宫中诸女(转道木兰)

    秋日里的京城郊外是金黄一片,风吹麦浪,饱满的麦穗低着头,摇曳出金色的光华。

    一群白鸽脚下带着鸽哨呼啦啦飞过,碧空如洗的蓝天下发出清越的鸽哨声,越过了城门,越过了高大的红色城墙,飞过明黄色的砖瓦,最后只留隐隐约约的声响,传到了钟粹宫里。

    钟粹宫里青石地面上光可鉴人,再往里走便是一块儿栽绒花毯,门口放着铜烧古垂恩香筒一对,再往里是黄花梨案和案上摆着的青花白底抱月瓶。

    瓶中插着含着露水的重瓣菊,恰巧金色光顺着敞开的窗拢入,流泻着温柔。

    绕过紫檀木飞云朱鹤屏风,一人在宫女的搀扶下坐到了梳妆台边。

    “娘娘。”站在梳妆台边的宫女对着那人行礼。

    那人应了一声,拢了拢旗服的大摆,坐在镜子前。

    女子穿着荠青色绣白玉雀的旗服,长发披散在身后只是简单拢了拢,白净的面上因为久睡有淡淡的红晕,这镜中人的容貌绝美,但是在看到镜子里自己的时候,却深深皱了一下眉。

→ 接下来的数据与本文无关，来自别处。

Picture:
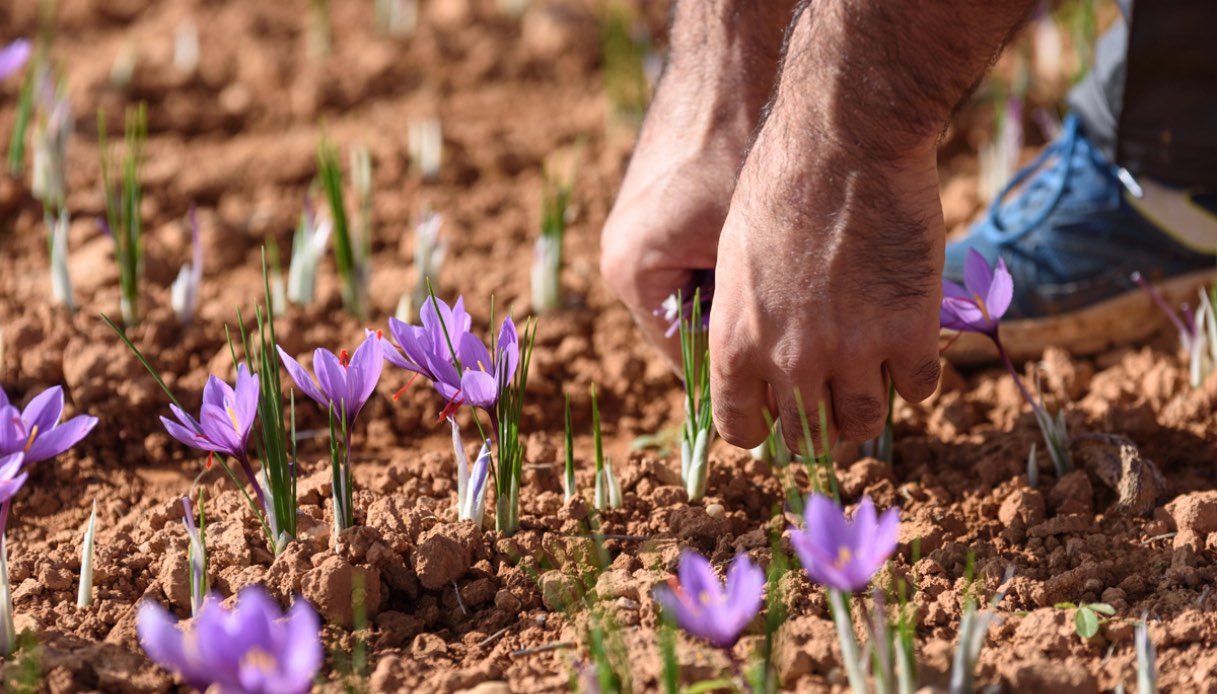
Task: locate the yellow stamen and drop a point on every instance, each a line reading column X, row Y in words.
column 980, row 304
column 33, row 434
column 261, row 660
column 843, row 557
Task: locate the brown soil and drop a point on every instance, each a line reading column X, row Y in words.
column 449, row 604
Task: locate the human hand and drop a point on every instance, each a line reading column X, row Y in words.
column 828, row 284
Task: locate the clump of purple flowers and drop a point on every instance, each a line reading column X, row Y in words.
column 843, row 554
column 707, row 609
column 979, row 307
column 248, row 649
column 223, row 426
column 343, row 385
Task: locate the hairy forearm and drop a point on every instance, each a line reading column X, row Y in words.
column 729, row 46
column 882, row 77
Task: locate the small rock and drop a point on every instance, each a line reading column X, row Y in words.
column 331, row 588
column 444, row 554
column 1195, row 516
column 428, row 645
column 557, row 591
column 1022, row 504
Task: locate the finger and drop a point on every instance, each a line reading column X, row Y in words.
column 915, row 369
column 738, row 392
column 859, row 402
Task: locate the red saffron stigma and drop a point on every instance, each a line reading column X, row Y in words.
column 452, row 407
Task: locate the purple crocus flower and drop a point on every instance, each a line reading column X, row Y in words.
column 981, row 302
column 483, row 373
column 426, row 350
column 250, row 649
column 37, row 431
column 343, row 381
column 13, row 56
column 12, row 476
column 845, row 553
column 702, row 608
column 224, row 423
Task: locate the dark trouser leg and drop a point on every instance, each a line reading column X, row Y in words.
column 1150, row 102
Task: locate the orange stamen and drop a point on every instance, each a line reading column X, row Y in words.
column 33, row 434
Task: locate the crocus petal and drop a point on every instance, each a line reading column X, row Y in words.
column 332, row 379
column 13, row 56
column 301, row 378
column 364, row 370
column 9, row 488
column 977, row 275
column 1000, row 291
column 217, row 392
column 181, row 434
column 44, row 410
column 480, row 389
column 474, row 354
column 245, row 398
column 60, row 438
column 164, row 643
column 699, row 580
column 302, row 650
column 825, row 525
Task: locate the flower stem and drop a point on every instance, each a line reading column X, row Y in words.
column 1014, row 373
column 848, row 642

    宫女们本来动作就小心,看到贵妃娘娘的心情不好,动作越发轻柔。

    苏嬷嬷看着贵妃娘娘的眉紧皱,连忙说道,“娘娘,上次才问过了,若是皱眉狠了,脸上会留下痕迹。”

    高贵妃这才舒展开眉,“你说的是。”

    她的声音软绵绵的,让人想到了香甜软糯的糕点,倘若当真以为这位娘娘是软糕一样的人物,那可就大错特错了。

    “这枚发簪如何”苏嬷嬷拿出了一枚发簪,比划在梳好的小把头旁边。

    这是一枚点翠月华簪,还配着点翠耳铛,与今日里娘娘的衣服相称的很。

    高贵妃可有可无应了一声,看着镜子里的自己。

    新磨的铜镜亮铮铮的映出镜子中的女子,一双眉修的弯弯细细,长眉下一双黑眸正凝视自己的眼,食指点了点自己的眼角,虽然没有大大皱眉,眉心仍然是凝着的。

    那位在江南的谢小主伴着圣驾那么久,应当是年轻又貌美的,她的五官秀美依旧,但是在万岁爷眼中,是不是红颜已逝

    想到了这里,高莲安只觉得烦心透了,她圣眷在身那么多年,怎么就是没有孩子,就连皇后都生过一女一子,她怎么就没有这样的运道

    苏嬷嬷让宫女退下,自己亲自挑了面脂先在手心里蕴热了,然后细细地擦在贵妃娘娘脸上。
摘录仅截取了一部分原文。